How AWS Resilience Hub works - AWS Resilience Hub

How AWS Resilience Hub works

AWS Resilience Hub helps you proactively prepare and protect your AWS applications from disruptions. The AWS Resilience Hub offers resiliency assessment and validation that integrate into your software development lifecycle to uncover resiliency weaknesses. AWS Resilience Hub helps you to estimate whether or not the recovery time objective (RTO) and recovery point objective (RPO) targets for your applications can be met, and helps resolve issues before they are released into production.

After you deploy an AWS application into production, you can use AWS Resilience Hub to continue tracking the resiliency posture of your application. If an outage occurs, AWS Resilience Hub sends a notification to the operator to launch the associated recovery process.


    Flowchart that shows how AWS Resilience Hub works.

The following steps provide a high-level outline of how AWS Resilience Hub works.

1. Describe the existing AWS application that you want to protect from disruptions as an AWS Resilience Hub application and then set resiliency objectives for the application.

When you describe the application, you import resources from AWS CloudFormation stacks, Terraform state files, AWS Resource Groups, Amazon Elastic Kubernetes Service (Amazon EKS) clusters, or an AppRegistry to form the structural basis of an application in AWS Resilience Hub. You can also use an existing application to build off an existing structure. Then, you attach a resiliency policy to the application.

An AWS Resilience Hub resiliency policy contains the information and objectives that are used to assess whether your application can recover from a disruption type, such as software or hardware disruption. When you create a resiliency policy, you define the RTO and RPO targets for the disruption types. These objectives are used to estimate whether the application meets the resiliency policy.

2. Assess the application to learn whether it meets your objectives.

After you describe your application and attach a resiliency policy to it, run a resiliency assessment. The assessment evaluates your application configuration against the resiliency policy that is attached to the application and generates a report. The report shows how your application measures against the objectives in your resiliency policy.

3. Receive recommendations to improve resiliency.
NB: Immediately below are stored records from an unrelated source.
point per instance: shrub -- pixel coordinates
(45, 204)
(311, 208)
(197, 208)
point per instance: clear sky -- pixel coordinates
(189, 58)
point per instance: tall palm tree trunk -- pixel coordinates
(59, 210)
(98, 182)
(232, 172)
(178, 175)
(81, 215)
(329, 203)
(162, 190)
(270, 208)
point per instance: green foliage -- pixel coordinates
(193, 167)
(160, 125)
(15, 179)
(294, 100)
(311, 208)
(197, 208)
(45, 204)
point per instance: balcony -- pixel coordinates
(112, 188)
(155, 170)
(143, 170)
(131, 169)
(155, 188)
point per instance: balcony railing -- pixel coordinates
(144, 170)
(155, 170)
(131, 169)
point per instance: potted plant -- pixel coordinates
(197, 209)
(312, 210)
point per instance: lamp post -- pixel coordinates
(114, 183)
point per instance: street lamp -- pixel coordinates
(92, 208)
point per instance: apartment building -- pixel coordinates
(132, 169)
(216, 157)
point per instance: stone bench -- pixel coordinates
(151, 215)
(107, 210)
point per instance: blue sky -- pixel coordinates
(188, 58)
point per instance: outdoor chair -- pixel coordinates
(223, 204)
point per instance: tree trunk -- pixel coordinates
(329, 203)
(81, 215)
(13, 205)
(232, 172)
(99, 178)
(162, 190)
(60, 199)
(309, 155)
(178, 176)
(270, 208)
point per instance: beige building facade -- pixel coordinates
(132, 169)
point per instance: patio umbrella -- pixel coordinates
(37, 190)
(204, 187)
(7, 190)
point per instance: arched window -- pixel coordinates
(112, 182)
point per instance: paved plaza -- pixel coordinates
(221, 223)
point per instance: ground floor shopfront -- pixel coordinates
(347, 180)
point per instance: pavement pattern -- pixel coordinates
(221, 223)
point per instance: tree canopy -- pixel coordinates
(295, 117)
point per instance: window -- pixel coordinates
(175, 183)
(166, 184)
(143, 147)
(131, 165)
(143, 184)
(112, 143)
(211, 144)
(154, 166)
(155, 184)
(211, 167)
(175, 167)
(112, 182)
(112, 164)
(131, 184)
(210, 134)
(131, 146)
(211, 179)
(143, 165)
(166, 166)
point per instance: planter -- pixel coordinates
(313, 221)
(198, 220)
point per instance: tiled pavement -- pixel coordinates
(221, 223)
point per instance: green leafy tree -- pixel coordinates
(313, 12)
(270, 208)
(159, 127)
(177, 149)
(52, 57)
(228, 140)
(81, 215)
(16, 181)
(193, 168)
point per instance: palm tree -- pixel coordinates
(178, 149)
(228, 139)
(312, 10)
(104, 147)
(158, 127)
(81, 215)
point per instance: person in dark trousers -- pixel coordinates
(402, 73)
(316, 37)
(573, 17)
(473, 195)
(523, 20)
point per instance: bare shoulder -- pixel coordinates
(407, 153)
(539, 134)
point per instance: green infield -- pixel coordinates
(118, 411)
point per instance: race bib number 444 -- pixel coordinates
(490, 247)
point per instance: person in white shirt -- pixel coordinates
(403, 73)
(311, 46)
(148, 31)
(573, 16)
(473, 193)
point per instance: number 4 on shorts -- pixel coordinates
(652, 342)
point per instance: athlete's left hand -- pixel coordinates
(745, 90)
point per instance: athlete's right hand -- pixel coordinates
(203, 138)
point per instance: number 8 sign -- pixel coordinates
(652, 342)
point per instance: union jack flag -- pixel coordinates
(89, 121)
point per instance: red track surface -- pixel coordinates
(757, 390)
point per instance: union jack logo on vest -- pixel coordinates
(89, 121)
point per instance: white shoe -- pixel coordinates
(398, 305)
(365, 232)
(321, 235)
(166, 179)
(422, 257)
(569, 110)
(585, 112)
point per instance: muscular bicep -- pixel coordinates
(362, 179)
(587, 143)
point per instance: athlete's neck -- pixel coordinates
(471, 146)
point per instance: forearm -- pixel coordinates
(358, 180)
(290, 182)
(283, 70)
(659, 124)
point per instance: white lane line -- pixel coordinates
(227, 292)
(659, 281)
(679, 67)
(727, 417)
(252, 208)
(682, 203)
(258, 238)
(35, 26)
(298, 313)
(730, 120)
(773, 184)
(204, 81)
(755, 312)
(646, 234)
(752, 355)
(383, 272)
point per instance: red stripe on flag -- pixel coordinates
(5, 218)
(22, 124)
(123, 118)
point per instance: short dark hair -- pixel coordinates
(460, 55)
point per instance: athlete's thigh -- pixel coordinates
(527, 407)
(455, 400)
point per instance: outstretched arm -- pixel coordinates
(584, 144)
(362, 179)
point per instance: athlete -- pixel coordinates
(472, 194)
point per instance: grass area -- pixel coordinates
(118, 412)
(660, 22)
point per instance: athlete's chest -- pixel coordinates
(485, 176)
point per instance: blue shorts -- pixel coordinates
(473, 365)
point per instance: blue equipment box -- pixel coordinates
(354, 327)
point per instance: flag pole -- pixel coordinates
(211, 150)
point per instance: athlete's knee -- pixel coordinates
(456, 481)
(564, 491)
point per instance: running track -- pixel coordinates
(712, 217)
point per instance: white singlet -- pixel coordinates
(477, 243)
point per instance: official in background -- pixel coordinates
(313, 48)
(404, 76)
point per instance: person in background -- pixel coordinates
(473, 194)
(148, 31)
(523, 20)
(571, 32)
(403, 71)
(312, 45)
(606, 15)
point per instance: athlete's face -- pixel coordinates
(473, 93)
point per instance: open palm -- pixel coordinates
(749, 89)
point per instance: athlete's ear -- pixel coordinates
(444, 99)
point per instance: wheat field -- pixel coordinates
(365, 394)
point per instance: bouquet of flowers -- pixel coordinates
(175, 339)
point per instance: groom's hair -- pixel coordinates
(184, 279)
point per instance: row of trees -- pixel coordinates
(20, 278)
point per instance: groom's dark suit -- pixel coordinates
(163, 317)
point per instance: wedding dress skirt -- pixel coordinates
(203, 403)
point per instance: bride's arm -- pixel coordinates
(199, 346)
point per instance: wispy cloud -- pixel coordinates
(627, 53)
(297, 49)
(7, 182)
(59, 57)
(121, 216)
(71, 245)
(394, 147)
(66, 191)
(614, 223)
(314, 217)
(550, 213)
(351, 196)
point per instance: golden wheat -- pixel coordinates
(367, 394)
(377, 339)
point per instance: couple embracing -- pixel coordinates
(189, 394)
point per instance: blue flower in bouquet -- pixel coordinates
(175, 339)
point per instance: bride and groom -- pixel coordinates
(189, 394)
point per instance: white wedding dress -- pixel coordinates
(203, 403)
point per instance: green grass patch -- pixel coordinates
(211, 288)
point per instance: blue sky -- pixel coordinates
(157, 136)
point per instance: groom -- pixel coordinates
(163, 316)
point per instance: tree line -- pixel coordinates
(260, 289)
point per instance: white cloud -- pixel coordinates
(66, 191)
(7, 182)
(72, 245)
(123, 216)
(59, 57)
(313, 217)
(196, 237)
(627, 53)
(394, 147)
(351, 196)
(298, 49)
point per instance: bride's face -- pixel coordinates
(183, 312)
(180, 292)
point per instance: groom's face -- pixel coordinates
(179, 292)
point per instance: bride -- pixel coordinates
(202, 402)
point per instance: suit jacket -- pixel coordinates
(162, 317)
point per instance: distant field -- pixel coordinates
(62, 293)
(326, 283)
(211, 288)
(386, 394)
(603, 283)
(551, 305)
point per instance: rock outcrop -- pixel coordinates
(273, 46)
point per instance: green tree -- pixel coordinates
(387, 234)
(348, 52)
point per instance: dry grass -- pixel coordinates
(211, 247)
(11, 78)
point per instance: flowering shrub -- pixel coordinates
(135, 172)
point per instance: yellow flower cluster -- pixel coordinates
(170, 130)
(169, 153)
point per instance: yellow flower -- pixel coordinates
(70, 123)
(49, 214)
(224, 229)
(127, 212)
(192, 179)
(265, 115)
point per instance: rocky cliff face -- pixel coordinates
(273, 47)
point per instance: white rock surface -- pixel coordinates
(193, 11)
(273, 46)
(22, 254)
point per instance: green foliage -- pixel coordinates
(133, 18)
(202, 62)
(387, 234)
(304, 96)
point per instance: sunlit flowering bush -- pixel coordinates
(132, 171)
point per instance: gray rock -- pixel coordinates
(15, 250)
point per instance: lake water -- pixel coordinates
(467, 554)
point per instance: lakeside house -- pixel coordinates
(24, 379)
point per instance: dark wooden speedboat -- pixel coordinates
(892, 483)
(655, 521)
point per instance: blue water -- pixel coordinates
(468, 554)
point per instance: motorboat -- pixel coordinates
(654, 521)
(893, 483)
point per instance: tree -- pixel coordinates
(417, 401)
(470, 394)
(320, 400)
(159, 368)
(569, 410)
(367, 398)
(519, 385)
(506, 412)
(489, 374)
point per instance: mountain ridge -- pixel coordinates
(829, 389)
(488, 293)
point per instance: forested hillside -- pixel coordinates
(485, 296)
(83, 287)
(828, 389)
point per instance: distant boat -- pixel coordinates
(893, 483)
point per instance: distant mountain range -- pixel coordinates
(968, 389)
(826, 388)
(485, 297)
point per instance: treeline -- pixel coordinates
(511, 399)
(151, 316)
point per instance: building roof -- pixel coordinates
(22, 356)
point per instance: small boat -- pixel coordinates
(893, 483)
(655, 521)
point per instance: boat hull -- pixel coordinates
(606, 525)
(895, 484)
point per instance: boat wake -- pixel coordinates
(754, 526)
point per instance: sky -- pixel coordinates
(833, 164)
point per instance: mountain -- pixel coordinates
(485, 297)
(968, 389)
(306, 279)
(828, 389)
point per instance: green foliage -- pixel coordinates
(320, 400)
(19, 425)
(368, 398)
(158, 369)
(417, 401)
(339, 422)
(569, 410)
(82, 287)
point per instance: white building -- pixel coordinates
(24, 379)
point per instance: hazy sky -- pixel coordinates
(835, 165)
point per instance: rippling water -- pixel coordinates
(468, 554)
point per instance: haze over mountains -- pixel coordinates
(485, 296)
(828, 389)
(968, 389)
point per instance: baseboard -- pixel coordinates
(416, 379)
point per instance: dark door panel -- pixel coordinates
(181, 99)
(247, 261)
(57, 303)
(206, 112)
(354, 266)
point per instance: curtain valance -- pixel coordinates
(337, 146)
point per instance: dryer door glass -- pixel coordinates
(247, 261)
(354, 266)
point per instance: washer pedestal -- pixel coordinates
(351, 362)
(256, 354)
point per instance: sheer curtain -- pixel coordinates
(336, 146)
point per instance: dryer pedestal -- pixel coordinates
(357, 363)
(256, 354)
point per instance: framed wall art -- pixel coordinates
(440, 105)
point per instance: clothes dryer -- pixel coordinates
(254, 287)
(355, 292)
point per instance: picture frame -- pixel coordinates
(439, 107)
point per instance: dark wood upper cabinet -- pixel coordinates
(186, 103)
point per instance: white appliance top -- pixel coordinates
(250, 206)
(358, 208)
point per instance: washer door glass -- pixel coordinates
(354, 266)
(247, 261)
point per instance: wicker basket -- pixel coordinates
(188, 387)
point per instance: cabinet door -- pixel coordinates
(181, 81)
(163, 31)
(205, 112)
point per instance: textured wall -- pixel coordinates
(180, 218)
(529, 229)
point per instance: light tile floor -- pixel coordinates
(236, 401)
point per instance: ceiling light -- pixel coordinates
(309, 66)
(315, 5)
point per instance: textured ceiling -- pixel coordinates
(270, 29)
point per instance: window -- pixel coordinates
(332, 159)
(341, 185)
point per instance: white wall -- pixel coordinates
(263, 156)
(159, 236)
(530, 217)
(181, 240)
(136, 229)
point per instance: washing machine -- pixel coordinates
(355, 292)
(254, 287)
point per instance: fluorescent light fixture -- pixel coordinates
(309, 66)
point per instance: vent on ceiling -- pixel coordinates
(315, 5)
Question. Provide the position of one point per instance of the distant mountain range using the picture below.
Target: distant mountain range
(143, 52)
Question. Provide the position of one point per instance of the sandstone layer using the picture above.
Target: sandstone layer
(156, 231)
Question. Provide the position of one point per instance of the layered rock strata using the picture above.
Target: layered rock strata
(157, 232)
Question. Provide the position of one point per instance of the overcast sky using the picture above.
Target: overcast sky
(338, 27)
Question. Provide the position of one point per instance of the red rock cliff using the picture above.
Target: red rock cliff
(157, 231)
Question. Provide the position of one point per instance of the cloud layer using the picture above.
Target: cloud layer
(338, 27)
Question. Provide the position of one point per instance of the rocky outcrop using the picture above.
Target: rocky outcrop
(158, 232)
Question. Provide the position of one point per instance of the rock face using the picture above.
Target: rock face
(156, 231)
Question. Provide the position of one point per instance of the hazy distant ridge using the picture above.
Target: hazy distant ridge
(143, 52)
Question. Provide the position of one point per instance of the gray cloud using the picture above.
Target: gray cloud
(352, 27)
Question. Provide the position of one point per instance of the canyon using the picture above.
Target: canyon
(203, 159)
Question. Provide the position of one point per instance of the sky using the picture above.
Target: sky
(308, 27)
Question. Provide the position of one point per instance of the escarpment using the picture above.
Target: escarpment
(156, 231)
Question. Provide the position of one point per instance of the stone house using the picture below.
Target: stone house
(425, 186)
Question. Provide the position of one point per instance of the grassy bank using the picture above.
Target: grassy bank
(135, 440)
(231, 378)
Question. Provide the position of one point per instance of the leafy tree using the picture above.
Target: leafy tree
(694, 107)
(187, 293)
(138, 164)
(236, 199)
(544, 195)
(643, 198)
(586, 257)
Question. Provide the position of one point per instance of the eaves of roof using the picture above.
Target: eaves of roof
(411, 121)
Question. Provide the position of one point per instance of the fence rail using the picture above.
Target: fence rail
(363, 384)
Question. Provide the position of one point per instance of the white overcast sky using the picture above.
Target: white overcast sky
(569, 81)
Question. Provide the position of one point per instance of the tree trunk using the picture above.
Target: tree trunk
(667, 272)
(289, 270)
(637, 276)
To improve resiliency, update your application and resiliency policy according to the recommendations from the assessment report. Recommendations include configurations of components, alarms, tests, and recovery SOPs. Then, you can run another assessment and compare the results with the previous report to see how much resiliency improves. Reiterate this process until your estimated workload RTO and estimated workload RPO meets your RTO and RPO targets.

4. Validate objectives and disaster recovery procedures.

Run tests to measure the resiliency of your AWS resources and the amount of time it takes to recover from application, infrastructure, Availability Zone, and AWS Region outages. To measure resiliency, these tests simulate outages of your AWS resources. Examples of outages include network unavailable errors, failovers, stopped processes, Amazon RDS boot recovery, and problems with your Availability Zone.

5. View and track your application resiliency over time.

After you deploy an AWS application into production, you can use AWS Resilience Hub to continue tracking the resiliency posture of the application. If an outage occurs, the operator can view the outage in AWS Resilience Hub and launch the associated recovery process.

6. Start recovery if there is a disruption.

If an application disruption occurs, AWS Resilience Hub helps identify the type of disruption and alerts the operator. Then, the operator can launch the associated SOP for recovery.